Yes. While reading about the march is interesting, there is only so much it lends itself to visually, especially considering that the march moved between 9am and 2pm, when the light is at its harshest. Though we couldn’t envisage exactly what we’d find on the shoot, establishing how large-scale exploitation of mineral resources and construction of huge infrastructure projects has resulted in indigenous people being driven from homes and robbed of a sustainable and peaceful existence wouldn’t have been possible without it.

As a filmmaker in India for seven years, do you find the near-deafening silence in the local media on the worst and most widespread uprooting of people by mining corporations in cahoots with corrupt authorities shocking?
I’m baffled by the media’s blanking of hardcore grass-roots issues. There were trace elements of such coverage when I came to India, but now it’s all vanished. One can’t say if this is to do with less free journalists, muzzling of media organisations or their corporatisation. While these ills plague media globally, nowhere is disregard for problems staring one in the face so blatant.

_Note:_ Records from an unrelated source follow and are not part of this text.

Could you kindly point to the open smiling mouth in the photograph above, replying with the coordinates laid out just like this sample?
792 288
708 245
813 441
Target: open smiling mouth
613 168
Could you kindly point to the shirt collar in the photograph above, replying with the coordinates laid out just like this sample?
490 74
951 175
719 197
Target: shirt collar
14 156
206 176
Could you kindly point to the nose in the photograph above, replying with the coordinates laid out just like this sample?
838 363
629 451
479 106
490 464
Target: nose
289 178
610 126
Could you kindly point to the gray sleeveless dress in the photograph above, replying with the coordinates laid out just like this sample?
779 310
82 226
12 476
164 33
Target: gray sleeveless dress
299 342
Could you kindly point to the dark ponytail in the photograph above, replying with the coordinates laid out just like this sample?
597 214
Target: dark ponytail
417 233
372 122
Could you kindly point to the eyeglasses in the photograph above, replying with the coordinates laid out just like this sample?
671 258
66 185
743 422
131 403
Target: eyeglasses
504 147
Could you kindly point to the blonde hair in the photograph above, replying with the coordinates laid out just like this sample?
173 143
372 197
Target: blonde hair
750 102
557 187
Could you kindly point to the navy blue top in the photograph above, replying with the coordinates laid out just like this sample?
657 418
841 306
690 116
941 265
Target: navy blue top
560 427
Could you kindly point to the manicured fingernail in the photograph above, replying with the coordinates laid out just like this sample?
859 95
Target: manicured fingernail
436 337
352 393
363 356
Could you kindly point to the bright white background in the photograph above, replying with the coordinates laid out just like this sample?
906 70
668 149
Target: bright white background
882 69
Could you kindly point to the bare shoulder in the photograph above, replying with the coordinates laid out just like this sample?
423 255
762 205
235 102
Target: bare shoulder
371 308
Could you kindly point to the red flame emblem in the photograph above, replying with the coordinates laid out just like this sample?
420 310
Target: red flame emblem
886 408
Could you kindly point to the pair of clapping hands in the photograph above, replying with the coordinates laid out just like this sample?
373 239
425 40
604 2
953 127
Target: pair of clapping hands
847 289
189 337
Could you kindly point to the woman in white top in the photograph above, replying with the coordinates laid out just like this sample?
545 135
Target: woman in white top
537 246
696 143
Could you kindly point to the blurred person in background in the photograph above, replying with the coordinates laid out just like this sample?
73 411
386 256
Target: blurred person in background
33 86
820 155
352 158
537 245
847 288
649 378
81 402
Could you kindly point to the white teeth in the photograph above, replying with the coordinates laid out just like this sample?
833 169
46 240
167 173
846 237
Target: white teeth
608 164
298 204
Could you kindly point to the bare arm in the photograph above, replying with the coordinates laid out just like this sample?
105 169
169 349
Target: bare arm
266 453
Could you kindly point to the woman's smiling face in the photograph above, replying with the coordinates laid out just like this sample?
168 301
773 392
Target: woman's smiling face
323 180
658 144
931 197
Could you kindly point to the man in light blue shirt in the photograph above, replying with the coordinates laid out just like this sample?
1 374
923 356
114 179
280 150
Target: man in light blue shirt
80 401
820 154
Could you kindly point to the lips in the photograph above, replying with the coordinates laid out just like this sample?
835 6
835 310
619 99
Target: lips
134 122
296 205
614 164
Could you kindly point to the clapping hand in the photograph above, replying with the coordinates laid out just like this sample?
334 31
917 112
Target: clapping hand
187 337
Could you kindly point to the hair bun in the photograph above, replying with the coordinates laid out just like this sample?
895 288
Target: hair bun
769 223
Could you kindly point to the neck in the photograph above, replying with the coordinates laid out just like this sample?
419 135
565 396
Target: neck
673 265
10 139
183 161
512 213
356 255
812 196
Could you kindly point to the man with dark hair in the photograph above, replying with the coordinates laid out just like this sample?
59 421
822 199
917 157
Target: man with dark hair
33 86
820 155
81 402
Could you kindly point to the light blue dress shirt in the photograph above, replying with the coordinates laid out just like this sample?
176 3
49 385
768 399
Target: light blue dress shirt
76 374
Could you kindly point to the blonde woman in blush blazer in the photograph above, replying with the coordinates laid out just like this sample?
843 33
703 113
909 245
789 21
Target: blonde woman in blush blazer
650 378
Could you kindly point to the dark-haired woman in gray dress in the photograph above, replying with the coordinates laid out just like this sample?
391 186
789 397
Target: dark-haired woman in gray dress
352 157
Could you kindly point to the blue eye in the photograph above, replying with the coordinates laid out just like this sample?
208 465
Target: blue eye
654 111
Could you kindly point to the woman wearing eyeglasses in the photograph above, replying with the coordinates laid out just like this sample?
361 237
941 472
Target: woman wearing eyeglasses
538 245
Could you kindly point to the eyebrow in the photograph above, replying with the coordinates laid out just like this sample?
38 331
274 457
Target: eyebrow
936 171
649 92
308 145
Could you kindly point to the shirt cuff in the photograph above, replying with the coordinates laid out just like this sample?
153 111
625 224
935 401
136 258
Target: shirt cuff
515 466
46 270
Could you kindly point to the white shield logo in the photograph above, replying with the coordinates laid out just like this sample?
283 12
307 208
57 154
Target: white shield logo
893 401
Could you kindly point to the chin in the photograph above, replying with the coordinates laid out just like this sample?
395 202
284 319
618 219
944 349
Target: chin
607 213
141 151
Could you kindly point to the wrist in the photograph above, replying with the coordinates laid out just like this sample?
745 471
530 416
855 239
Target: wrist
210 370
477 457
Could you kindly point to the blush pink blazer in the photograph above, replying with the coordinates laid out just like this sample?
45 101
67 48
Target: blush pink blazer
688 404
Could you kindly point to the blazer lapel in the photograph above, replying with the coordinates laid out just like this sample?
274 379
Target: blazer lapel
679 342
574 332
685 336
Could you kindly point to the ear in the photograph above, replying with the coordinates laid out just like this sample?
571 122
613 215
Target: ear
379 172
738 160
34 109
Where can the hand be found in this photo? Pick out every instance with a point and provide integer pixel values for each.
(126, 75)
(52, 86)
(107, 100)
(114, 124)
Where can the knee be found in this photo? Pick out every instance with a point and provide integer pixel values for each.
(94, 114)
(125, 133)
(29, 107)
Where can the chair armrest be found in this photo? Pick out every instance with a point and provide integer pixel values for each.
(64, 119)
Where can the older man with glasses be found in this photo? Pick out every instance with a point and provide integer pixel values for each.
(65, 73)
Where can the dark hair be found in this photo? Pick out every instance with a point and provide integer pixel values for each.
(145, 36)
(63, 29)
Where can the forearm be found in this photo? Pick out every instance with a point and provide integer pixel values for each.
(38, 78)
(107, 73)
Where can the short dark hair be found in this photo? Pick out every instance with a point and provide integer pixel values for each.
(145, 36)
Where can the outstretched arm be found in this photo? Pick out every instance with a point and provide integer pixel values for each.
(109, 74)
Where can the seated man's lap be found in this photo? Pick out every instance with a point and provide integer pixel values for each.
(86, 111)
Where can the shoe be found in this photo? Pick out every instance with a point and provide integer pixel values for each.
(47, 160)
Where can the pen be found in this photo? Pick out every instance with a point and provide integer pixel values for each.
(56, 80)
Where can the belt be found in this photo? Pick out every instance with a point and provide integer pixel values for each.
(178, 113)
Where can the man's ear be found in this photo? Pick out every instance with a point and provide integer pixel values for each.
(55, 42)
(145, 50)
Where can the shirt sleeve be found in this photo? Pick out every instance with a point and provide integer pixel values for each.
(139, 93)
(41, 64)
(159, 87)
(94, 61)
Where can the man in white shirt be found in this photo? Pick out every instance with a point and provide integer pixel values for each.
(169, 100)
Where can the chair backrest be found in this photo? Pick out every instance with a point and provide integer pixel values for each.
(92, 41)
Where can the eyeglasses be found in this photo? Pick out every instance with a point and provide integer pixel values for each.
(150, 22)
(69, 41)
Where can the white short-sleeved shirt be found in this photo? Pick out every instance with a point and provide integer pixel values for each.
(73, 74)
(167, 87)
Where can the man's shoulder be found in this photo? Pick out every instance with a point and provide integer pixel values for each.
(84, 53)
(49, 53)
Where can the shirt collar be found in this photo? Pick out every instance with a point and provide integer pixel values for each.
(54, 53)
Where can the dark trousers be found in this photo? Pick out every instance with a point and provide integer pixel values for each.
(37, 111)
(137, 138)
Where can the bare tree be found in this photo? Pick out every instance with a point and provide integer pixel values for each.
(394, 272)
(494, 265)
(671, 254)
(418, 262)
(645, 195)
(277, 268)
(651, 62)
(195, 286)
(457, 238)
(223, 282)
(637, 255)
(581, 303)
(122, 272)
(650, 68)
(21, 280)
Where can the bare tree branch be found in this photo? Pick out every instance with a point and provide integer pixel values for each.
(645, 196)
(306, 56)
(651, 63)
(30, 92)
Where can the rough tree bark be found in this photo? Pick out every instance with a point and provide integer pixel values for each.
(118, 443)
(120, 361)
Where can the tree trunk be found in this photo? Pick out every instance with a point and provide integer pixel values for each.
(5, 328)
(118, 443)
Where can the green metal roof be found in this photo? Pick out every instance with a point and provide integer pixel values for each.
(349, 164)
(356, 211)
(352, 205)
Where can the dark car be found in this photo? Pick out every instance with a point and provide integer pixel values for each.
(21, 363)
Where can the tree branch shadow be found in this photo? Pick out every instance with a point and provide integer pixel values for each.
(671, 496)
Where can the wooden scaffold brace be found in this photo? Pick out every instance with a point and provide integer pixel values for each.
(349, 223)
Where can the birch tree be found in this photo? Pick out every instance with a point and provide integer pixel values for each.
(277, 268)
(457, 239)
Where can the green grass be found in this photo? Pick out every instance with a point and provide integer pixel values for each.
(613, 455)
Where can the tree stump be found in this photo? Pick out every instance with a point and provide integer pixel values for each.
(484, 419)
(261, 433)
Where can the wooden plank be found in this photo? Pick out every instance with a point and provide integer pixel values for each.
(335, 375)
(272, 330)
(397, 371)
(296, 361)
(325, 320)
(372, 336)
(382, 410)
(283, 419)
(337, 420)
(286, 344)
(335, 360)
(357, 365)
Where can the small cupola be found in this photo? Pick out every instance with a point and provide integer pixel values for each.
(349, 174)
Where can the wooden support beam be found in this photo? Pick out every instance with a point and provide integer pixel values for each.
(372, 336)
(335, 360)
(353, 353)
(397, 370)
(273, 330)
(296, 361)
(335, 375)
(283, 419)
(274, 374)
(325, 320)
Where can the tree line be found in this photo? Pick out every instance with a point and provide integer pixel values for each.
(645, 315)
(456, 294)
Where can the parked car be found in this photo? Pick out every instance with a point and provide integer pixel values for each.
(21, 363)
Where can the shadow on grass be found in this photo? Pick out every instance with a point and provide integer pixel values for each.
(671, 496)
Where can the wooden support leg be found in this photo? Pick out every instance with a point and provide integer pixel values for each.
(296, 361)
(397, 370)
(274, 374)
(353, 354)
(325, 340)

When you look back, what was the biggest challenge while filming?
The biggest challenge was before filming began. Despite all the written permissions, the local authorities would keep stalling the shoot, especially in the interior villages.

What do you say to the criticism that your engagement with the issue may not go beyond the film?
As a docu-filmmaker I need to be neutral and non-partisan. But, after exposure to realities of India, how can one ignore gross injustices, exploitation, poor implementation of laws and much of the other inexplicable s**t that happens? I don’t want to just shoot something, become the toast of festivals worldwide while people are forgotten. I want to continue to engage with the subject by creating Hindi, Tamil, Oriya, Bhojpuri and other language translations and screen MCW across the country. I’m hoping it inspires the fight for rights like an advocacy tool.